= Chan Kim Boon =

Chan Kim Boon (1851–1920) was a prominent Peranakan translator in Singapore who occasionally published under the penname Batu Gantong. He translated various historical Chinese-language novels, including Romance of the Three Kingdoms and Water Margin, into Baba Malay.

==Early life and education==
Chan was born in Penang in 1851. His father was Chan Yong Chuan, a trader whose business interests were mostly in Padang. He attended the Penang Free School and received private tuition in Chinese. He then attended the Fuzhou Naval School. In 1867, he began serving as a mathematics tutor to several military men, including Admiral Sa Zhenbing and Chih Chen Lo Feng Luh, a Chinese diplomat.

==Career==
In January 1897, he returned to Penang to visit his widowed mother. In March, he arrived in Singapore and joined the legal firm Aitken & Rodyk as an administrator. After work, he would translate various Chinese novels into Baba Malay. His best known work was Samkok, a translation of the historical Chinese novel Romance of the Three Kingdoms which was published by Kim Sek Chye Press from 1892 to 1896. The novel was translated with the help of Chia Ann Siang and Tan Kheam Hock. From 1891 to 1893, he published Hong Keow, which he completed due to popular demand, as well as requests for the remaining volumes to be translated from Chia and Cheah Choo Yew. From 1891 to 1892, he published Gnoh Bee Yean, a translation of Wu Mei Yuan. From 1899 to 1902, he published Song Kang, a translation of the novel Water Margin. From 1911 to 1913, he published Kou Chey Thian pergi di negri Seh Thian C’hu Keng, a translation of the novel Journey to the West. While some of his works were submitted to Kim Sek Chye Press, a majority of his works were self-published.

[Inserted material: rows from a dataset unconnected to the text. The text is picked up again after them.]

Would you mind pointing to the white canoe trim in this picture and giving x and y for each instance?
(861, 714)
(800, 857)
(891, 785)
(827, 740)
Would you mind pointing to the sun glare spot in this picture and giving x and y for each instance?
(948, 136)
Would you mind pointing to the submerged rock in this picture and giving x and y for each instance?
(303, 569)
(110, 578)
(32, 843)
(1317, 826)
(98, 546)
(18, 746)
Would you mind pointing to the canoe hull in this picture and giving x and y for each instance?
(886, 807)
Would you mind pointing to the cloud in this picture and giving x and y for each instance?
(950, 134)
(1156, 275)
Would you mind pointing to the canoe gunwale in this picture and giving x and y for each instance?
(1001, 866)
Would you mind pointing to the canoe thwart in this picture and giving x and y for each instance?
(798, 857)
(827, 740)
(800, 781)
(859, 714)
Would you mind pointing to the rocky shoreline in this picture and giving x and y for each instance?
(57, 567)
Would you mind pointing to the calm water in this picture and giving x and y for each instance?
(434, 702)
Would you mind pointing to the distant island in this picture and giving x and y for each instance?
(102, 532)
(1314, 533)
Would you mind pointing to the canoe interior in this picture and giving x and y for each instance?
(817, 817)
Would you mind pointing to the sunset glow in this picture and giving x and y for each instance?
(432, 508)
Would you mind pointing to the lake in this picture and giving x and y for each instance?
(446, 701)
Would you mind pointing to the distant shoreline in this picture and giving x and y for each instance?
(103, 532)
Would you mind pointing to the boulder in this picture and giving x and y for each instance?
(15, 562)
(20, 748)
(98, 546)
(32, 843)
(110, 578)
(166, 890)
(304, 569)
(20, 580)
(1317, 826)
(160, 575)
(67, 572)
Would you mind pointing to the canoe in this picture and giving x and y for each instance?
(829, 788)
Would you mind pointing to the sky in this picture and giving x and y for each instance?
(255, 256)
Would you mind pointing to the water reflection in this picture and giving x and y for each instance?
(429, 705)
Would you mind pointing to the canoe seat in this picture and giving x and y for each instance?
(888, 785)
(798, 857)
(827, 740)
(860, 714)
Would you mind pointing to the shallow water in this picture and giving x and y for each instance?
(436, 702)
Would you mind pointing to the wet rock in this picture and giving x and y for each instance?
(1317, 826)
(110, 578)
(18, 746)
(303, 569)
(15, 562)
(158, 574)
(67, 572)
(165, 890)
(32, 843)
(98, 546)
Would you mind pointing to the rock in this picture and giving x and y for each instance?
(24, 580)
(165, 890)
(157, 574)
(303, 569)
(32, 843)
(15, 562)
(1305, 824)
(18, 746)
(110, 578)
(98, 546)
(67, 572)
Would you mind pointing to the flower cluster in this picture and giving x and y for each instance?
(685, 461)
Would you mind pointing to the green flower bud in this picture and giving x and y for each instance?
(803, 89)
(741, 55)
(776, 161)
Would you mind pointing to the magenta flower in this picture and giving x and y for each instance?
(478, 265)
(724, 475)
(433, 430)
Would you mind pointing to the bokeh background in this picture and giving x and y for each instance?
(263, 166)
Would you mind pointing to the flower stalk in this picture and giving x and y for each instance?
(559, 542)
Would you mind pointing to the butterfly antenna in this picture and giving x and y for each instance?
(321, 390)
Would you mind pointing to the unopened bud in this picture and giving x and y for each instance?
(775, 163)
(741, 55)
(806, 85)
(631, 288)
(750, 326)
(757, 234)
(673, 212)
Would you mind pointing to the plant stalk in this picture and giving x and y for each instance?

Chan was a member of the Celestial Reasoning Association and a council member of the Chinese Philomathic Society. He was also a member of the Lee Cheng Yan Club.

==Death==
Chan had several children. He died in 1920. Following his death, the translation of stories into Baba Malay declined as the Peranakan community began to prefer English-language books.